Director: Mary Harron
Producers: Sandra Cunningham and Karine Martin
Distributor: Rights Available.

The Gist: Based on the debut novel of Rachel Klein, this is set at an exclusive girls’ boarding school, a sixteen year-old girl records her most intimate thoughts in a diary. The object of her growing obsession is her roommate, Lucy Blake, and Lucy’s friendship with their new and disturbing classmate. Ernessa is an enigmatic, moody presence with pale skin, and hypnotic eyes. Around her swirl dark rumors, suspicions, and secrets as well as a series of ominous disasters. As fear spreads through the school and Lucy isn’t Lucy anymore, fantasy and reality mingle until what is true and what is dreamed bleed together into a waking nightmare that evokes with gothic menace the anxieties, lusts, and fears of adolescence…..(more)

Cast: Lily Cole, Sarah Bolger and Scott Speedman

List Worthy Reasons…: Hard to believe that this is only Mary Harron’s fourth film and despite this being a sub-genre that appears to have been overcooked, the filmmaker promises to stick to the novel’s strong Gothic element and abide by the girl-on-girl vampire sexuality.

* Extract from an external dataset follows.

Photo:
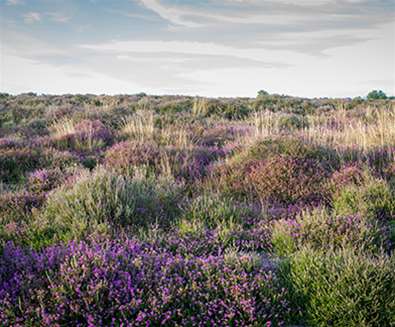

My personal wish is that the indie filmmaker behind I Shot Andy Warhol and The Notorious Bettie Page has an American Psycho audience in mind as well. We want blood folks. 

Release Date/Status?: This should be in the final stages of being completed. Look for a gala festival showing from where the distribution rights should be picked up, Cannes isn’t out of the question if it carries a tone that is uncommon to its recent predecessors and TIFF is a definite option for this shot in Canada production.